The issue of representation in the conference was very controversial before the start of the conference, however, it looked as an exaggeration when the figures that leaked on the internet contradicted with the reality on the ground. Having said that, it was not to mean a perfect job was done when it comes to representation of the two major groups. Some people criticised the decision taken by one political party for opting to withdraw from the conference, others were also complaining only predominantly Muslims were invited from the Sudan and other Middle Eastern countries. A group of thirty individuals from Sudan, members of different political parties were attending the conference, none of them were a Christian, and consequently, some of the participants were very dissatisfied for the conference overlooked the real suffering of the thousands of Eritrean Christian refugees living in the Sudan.  I asked some of those participants from Sudan how it become very easy for them to participate in the conference, they state that most of them have Sudanese nationality.

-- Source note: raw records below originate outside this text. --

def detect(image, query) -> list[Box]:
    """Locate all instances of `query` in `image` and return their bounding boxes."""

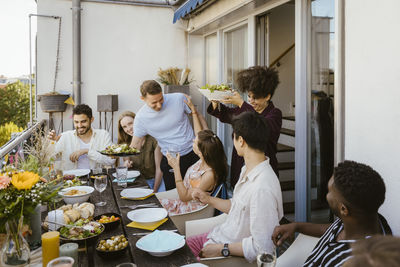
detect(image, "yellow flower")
[11,172,40,190]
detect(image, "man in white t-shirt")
[49,104,115,170]
[131,80,203,190]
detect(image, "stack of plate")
[136,230,185,257]
[121,188,154,199]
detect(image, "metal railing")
[0,120,46,168]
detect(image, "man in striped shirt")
[272,161,392,267]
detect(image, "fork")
[120,203,158,210]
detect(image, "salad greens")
[101,144,140,154]
[60,219,104,240]
[201,83,232,93]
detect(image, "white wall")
[345,0,400,235]
[38,0,186,139]
[269,4,295,115]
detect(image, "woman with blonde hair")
[118,111,165,192]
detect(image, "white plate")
[63,169,90,177]
[113,171,140,179]
[121,188,153,198]
[126,208,168,224]
[198,89,233,101]
[136,231,185,257]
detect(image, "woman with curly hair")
[118,111,165,192]
[207,66,282,187]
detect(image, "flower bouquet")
[0,130,62,266]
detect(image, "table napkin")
[113,177,136,183]
[137,230,185,251]
[121,193,154,200]
[126,218,168,231]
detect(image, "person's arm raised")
[154,145,163,193]
[129,136,145,150]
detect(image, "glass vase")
[1,216,31,267]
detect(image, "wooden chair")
[276,234,319,267]
[156,184,225,235]
[186,213,257,267]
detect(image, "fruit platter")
[100,144,140,157]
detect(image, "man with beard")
[49,104,115,170]
[272,161,392,267]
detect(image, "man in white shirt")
[187,112,283,262]
[49,104,115,170]
[131,80,204,190]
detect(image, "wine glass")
[94,175,107,207]
[167,145,179,172]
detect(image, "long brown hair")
[197,130,228,185]
[118,111,136,145]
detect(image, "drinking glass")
[168,145,179,172]
[257,250,276,267]
[92,163,103,175]
[94,175,107,207]
[79,174,89,185]
[116,166,128,187]
[47,256,75,267]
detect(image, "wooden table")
[74,170,197,267]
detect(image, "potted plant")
[158,68,192,95]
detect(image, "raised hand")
[165,152,181,170]
[221,91,244,107]
[192,188,210,204]
[183,94,197,113]
[47,130,61,141]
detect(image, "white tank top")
[78,138,90,169]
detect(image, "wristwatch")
[221,243,231,257]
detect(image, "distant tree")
[0,81,35,128]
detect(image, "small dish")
[136,230,185,257]
[96,235,129,258]
[58,185,94,204]
[93,212,121,231]
[121,188,153,198]
[126,208,168,225]
[57,222,105,244]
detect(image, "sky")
[0,0,37,78]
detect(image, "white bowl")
[126,208,168,225]
[136,231,185,257]
[58,185,94,204]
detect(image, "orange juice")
[42,231,60,267]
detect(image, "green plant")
[0,122,23,147]
[0,81,35,128]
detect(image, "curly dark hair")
[333,160,386,214]
[236,66,279,99]
[117,111,136,145]
[197,130,228,185]
[72,104,93,119]
[232,111,271,151]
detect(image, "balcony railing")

As I lived as a refugee in the Sudan myself for two years, I had the chance to notice what it means to live being a Christian refugee in the Sudan. Let alone to have Sudanese passport, their movement is very restricted outside of the refugee camp. There is indeed, untold story of suffering of Eritrean refugees in general and Christian refugees in particular. I have seen Christian refugees being tortured because of their faith, and we are also constantly hearing similar stories from Libya, Egypt and Saudi Arabia. These are the only countries mercilessly deporting Eritrean asylum seekers to the dictatorial regime; consequently, my love affair goes to the government and people of Ethiopia, who are intervening to rescue the lives of these unfortunate refugees. Accordingly, I have seen Eritrean refugees living in Ethiopia very much appreciative of the Government of Meles Zenawi, for his positive impact on their murky lives. Hence, in the upcoming congress or any other gathering of Eritreans for that matter, this group of people should never be neglected, for an all inclusive participation; something needs to be done in order to insure their participation, as they have their own version of the story to tell. 

Finally I would like to conclude by stating that the conference was a stepping stone in cultivating the culture of tolerance in our democratic political culture. The conference manifested the Unity of our people with all its diversity, and the mood was breath-taking and the hope for a better future was a living testimony. 

It would be unfair to set out without mentioning, the organizers of the conference and the Ethiopian government, deserve the acknowledgment for diligently working in converting Eritreans dream into a successful reality.